Video game controllers have lowered the training barrier, but it’s artificial intelligence that may prove decisive in squeezing every last iota of “lethality” out of laser weapons. With the right computer vision and machine learning software, an AI-powered weapon system can ostensibly identify and track targets faster and, with the appropriate control surfaces, more precisely than even the most skilled U.S. service member can muster manipulating a physical joystick—precision that’s essential for laser weapons that must maintain a stable beam on a single weak spot for several seconds to inflict catastrophic damage.

Indeed, AV’s LOCUST system relies on its AI-enabled “Wisard” acquisition, tracking, and pointing software to lock on to fast-moving threats with uncanny precision to purportedly deliver maximum damage in minimal time. The result, company executives previously told me, is a 20-kilowatt laser weapon that can deliver effects equivalent to a 100-kilowatt system without piling on additional power.

AI is slowly creeping into other military laser weapons. As of February 2025, the Navy was actively working to integrate AI into the Marine Corps HELEX demonstrator ahead of live-fire testing. The Pentagon has been testing the autonomous Archimedes Laser Sentinel developed by startup Aurelius Systems for the past year.

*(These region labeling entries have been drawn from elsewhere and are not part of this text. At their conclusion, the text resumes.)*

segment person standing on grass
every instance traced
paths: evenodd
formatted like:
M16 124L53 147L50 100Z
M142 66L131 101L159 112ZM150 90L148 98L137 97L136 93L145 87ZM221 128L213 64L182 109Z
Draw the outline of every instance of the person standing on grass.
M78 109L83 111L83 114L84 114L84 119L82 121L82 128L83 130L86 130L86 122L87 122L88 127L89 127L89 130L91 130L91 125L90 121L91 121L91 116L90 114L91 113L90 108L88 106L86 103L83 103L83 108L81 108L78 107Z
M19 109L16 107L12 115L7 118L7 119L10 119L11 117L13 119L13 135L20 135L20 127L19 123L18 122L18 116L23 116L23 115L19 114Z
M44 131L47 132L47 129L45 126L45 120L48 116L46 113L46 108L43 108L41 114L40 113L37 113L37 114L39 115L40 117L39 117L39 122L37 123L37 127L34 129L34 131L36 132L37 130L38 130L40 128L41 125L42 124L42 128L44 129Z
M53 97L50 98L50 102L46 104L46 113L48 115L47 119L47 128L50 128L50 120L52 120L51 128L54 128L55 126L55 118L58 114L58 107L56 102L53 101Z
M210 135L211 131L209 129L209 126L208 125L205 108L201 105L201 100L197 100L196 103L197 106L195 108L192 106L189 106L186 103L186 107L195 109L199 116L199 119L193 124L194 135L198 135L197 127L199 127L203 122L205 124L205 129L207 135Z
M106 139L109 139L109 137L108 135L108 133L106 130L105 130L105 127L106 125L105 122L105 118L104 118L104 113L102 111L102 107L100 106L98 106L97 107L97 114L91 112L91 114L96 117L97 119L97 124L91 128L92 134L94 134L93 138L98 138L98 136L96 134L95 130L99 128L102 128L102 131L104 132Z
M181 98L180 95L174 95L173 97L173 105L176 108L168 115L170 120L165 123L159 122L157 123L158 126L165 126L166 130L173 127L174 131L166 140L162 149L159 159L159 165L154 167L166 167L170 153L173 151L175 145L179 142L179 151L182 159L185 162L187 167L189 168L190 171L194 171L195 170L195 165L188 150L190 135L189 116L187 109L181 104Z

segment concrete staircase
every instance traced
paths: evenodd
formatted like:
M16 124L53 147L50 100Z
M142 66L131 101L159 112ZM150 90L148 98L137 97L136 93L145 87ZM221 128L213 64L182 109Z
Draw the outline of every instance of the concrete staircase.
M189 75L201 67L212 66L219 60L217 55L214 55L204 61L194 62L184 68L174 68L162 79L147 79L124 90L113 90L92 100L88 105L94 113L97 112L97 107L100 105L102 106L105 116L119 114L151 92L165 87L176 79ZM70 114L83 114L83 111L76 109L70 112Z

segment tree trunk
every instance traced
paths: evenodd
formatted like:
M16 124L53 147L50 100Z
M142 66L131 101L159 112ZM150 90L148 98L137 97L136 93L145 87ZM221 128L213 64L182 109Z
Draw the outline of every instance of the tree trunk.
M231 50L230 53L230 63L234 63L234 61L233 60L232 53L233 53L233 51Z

And this logic extends beyond the U.S. military: Israeli defense firm Rafael plans on adding AI to its operational Iron Beam laser air defense system so operators can shoot down drones with enough precision to at least somewhat control the disabled target’s descent, according to company CEO and President Yoav Tourgeman.

“For example, if it’s an airplane and you cut the right wing, [it will] flip over and come to the right. If you cut the left wing, you will fall to the left. You have a kind of a control where, how to intercept it, where you will be landing,” Tourgeman told Breaking Defense at the Association of the U.S. Army annual expo in October 2025. “You understand that there is room [for] the system to learn and improve itself. And now we have the capability of every target, to work on several interception methods that will give different results.”

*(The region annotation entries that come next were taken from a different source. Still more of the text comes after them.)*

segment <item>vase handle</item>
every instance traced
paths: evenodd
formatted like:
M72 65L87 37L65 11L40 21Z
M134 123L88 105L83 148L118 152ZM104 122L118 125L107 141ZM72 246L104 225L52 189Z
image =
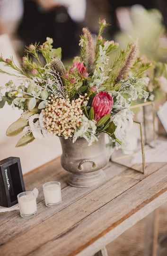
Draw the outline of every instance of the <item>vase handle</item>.
M93 162L93 161L90 161L90 160L82 160L81 161L81 162L80 162L78 165L78 169L79 169L79 170L82 170L83 169L83 166L82 166L82 165L83 164L84 164L84 163L92 163L92 167L93 168L95 168L96 167L96 164L95 164L95 163L94 162Z

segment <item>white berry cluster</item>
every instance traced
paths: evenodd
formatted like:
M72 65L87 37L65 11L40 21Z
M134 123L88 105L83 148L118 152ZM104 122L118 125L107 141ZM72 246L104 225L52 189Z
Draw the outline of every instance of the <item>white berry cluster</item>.
M85 103L84 97L80 96L70 101L69 98L49 98L50 103L45 109L44 115L45 128L48 131L65 139L73 137L81 123L83 116L81 105Z

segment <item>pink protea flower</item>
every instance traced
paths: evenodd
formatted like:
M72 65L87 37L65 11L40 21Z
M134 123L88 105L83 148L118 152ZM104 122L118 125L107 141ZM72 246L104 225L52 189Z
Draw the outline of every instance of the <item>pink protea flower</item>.
M98 121L104 116L109 114L114 104L113 98L108 92L100 91L95 96L92 103L95 118Z
M88 74L87 71L87 68L84 66L83 62L79 61L75 62L73 64L73 67L77 68L80 74L85 77L87 77Z

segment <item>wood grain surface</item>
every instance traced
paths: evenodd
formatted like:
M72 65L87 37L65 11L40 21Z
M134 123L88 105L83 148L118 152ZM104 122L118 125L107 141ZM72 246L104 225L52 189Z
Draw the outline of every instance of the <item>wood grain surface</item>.
M150 164L147 174L110 163L107 181L78 188L66 182L58 158L24 176L26 190L39 191L37 215L0 213L0 256L92 256L167 201L167 164ZM62 202L45 206L42 184L61 183Z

The argument for marrying AI and laser weapons is persuasive: when engaging small, fast-moving drones, especially in swarms, maintaining a laser’s dwell time is a punishing task, and algorithms ostensibly don’t get tired or distracted and let their aim slip in scenarios where even a instant off target can break an engagement. In that sense, the Xbox controller may ultimately become less a tool of direct control and more a supervisory interface, an intuitive way for a human operator to authorize or abort decisions already generated by software.

The Xbox controller makes laser weapons easy to operate for generations of U.S. service members who grew up on video games. But as AI enables these systems to move at the speed of the threat, the big question is how long humans will remain in the loop at all.